5. Other alternative means of communication were readily available. The Court held that because the union failed to establish the existence of any unique obstacles, that frustrated access to petitioner's employees, respondent erred in concluding that petitioner committed an unfair labor practice by barring the nonemployee organizers from its property.
6. Rule: Non-employees do not have same rights as employees to distribute propaganda on the employer's premises
a. Must try mailing, home visits, calling, etc.
b. Unless there are “unique obstacles” that frustrates access to employees
ii. Pichler v. UNITE
1. Facts: The employees worked for an employer that was the subject of an organizing campaign by the union. As part of its efforts to contact workers, the union used license plate numbers on cars found in the employer's parking lots to obtain information from state motor vehicle records, including information from plaintiffs' records.
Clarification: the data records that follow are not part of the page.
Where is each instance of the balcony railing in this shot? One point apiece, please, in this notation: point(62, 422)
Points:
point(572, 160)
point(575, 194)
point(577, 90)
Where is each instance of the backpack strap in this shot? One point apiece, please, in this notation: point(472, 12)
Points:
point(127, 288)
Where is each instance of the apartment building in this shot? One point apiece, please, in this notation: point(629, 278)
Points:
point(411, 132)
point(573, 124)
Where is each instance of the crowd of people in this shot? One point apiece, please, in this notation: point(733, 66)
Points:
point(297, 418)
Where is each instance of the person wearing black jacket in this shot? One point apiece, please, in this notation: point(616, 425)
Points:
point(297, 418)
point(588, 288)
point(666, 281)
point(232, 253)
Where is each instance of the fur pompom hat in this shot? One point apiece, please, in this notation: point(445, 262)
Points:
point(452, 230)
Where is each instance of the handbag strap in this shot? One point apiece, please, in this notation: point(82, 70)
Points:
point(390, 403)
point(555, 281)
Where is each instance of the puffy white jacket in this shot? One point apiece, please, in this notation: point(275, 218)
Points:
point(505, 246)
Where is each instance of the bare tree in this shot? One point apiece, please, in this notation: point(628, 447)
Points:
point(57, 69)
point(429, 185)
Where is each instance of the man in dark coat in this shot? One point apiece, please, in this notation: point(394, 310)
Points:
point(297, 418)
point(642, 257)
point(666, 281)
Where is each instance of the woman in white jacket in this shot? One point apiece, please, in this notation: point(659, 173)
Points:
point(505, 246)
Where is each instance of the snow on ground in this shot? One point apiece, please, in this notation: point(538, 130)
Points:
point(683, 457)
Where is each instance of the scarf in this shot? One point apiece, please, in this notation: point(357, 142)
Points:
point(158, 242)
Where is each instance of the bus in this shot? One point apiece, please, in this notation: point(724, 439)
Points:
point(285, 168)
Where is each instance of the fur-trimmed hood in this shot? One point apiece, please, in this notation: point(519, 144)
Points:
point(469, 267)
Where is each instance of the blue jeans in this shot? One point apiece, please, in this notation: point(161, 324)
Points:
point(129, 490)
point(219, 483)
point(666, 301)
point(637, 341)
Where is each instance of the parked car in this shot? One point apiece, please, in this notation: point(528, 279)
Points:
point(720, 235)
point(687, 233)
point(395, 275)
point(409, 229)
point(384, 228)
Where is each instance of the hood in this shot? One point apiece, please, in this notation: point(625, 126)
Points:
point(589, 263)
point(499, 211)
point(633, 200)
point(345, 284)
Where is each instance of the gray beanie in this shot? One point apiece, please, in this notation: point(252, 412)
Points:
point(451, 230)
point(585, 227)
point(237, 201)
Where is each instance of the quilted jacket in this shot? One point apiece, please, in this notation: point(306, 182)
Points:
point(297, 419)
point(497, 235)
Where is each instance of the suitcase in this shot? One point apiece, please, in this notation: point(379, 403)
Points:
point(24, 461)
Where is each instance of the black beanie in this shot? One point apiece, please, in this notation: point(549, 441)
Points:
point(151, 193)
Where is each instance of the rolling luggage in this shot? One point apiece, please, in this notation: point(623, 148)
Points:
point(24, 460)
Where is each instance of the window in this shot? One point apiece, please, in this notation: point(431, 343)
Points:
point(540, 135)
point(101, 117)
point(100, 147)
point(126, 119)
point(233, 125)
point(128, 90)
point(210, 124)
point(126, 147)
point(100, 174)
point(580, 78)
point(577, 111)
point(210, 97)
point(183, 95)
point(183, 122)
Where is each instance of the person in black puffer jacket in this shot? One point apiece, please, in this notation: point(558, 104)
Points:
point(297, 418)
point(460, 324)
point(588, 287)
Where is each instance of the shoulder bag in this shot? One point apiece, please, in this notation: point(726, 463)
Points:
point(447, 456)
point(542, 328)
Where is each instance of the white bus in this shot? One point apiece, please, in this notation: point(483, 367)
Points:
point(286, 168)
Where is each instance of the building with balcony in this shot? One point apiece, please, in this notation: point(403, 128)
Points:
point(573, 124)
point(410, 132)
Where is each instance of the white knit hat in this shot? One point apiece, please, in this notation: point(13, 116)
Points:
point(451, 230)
2. Holding: Union violated the DPPA – Union organizing was not one of the permissible purposes for use of the information included.
3. Although the union argued that it used the information in connection with an investigation in anticipation of litigation by filing employment discrimination suits and other legal actions, the DPPA did not permit the union to use protected information to solicit or find claims.
4. Nor was the union acting on behalf of a government agency so as to bring its use of the information within the exception under.
5. The union president could not be held liable for the union's DPPA violations under Pennsylvania's participation theory of tort liability, as plaintiffs alleged only nonfeasance and not misfeasance on his part.
i. Employers' Captive Audience & Equal Access for Unions
i. Issue: Employees’ equal access to hear the union message
ii. Captive Audience Doctrine
1. An employer on occasion will assemble employees during working hours and deliver non-coercive anti-union speeches despite the fact that it is otherwise is enforcing a valid no-solicitation rule.